Last saturday I visited the Share&Fest for Vagamunda which took place in Nou Barris, a moderate and popular neighbourhood on the outskirts of Barcelona. This open event for one day was part of the 4-day Ouishare Fest BCN, the first festival in Spanish dedicated to the Collaborative Economy. It was organised to get in touch, to network and to find out about collaborative platforms and start-ups. That day the focus was put on how the Collaborative Economy can also be social and solidary at the same time. For this purpose initiatives and neighbours of the area were invited as well for an open exchange. As a new born online platform with the objective to support the common good we didn’t want to miss this.
I am currently developing the platform Vagamunda for an easier connection of likeminded and conscious people – travelers and hosts – in a CoWorking Space in Barcelona.

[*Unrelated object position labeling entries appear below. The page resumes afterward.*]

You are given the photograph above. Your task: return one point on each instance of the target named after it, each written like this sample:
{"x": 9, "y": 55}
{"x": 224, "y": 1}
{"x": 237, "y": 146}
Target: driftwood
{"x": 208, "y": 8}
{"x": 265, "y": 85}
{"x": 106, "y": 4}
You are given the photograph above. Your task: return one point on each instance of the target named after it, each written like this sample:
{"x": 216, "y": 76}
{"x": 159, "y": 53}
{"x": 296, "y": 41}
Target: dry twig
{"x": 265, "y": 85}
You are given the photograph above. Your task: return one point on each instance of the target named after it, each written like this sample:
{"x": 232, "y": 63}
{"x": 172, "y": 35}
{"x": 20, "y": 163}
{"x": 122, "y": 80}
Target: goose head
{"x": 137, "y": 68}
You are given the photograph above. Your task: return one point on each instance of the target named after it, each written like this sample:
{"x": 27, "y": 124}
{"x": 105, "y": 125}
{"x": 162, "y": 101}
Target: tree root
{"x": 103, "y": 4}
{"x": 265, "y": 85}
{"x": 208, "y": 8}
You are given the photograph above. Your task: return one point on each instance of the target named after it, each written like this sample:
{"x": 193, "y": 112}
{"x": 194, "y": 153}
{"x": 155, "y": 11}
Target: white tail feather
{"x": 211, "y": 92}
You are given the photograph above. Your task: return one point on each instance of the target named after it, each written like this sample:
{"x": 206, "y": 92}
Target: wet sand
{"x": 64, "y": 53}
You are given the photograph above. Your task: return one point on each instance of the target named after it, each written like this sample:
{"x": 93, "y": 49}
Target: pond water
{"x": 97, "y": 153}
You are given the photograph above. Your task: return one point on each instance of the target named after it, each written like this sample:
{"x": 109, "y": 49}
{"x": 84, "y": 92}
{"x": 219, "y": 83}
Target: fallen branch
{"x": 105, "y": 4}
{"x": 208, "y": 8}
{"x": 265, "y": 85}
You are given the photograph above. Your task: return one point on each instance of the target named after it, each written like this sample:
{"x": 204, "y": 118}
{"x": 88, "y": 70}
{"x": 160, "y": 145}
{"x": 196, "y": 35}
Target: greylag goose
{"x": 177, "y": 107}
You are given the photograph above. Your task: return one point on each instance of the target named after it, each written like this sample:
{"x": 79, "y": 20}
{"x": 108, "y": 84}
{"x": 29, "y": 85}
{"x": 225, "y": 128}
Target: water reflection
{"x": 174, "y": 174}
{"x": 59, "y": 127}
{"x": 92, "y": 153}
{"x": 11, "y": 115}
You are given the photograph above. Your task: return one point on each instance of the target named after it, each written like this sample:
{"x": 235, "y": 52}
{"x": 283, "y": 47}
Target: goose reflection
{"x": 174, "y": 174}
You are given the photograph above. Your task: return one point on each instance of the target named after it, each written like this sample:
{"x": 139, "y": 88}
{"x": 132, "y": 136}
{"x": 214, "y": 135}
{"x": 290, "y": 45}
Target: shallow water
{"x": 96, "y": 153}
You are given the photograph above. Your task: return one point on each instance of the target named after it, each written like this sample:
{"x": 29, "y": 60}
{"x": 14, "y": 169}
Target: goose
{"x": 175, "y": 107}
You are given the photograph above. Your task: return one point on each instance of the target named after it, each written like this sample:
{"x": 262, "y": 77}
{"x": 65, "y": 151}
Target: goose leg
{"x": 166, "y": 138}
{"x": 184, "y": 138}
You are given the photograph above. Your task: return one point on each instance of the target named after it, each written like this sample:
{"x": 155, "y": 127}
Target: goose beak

Being surrounded every day by people realizing exciting projects and working on creative start-ups is defenitely inspiring and creates a very positive, energy-filled atmosphere. Without a doubt it is very enriching to share a space to work, to get out of the house and keep flexible.
Of course, different types of economies are strictly defined. It is quite easy though to get confused between terms like Social, Solidary, Cooperative, etc. Economy; and lately everybody in the startup-scene talks about Collaborative Economy*. Sounds very “social” as well, right? Certainly the idea of sharing available resources can lead to a more sustainable way of consuming. Nonetheless one can already get the impression that the new economic power that start-ups like e.g. Airbnb have achieved, has more liberal tendencies than an interest in social transformation and solidarity. According to a study that has been made by the Organisation of Consumers and Users (OCU) only 10% of the new collaborative platforms have a focus on social transformation. (from: El Salmón Contracorriente)
(* For those who are interested in more detailed information about the exact economic terms for the different types of new collaborative platforms, this overview can help.)
Collaborative Consumption and tourism – What conscious travelers should have in mind
As we already mentioned in our last Newsletter, the questionable tendencies of new collaborative online platforms, embedded in a capitalist system, seem to aggravate living conditions for people who have less access to resources to share and this way have an income. To stick with the example of sharing residential property, especially in touristic areas it has become very difficult for locals to rent a flat to live as entire appartments get rented out to tourists. Obviously the new Collaborative Economy has brought up more urgently than before the question of its regulation. For this purpose, representatives of the Economy for the Common Good suggested on the Share&Fest to apply regulations for the Collaborative Economy that have been elaborated to fulfill a common good balance.
In this context, as conscious travelers we are free up to a certain point to think about the way we want to consume. We can decide when and how we want to share resources to have a smaller carbon footprint and, in lots of cases, spend less or no money. While traveling this is especially interesting in terms of how we move from A to B. In this context we would like to introduce trustroots.org to you as we love their idea and mission. Check them out!
But also in other areas of everyday life we can – reuse what has been used before, reduce the amount of stuff we buy and recycle what can be used again in a different way.
When we visit new places on a journey or holiday we can decide to make use of what is offered locally, meeting interesting people, finding out about their projects and offers and support the local community.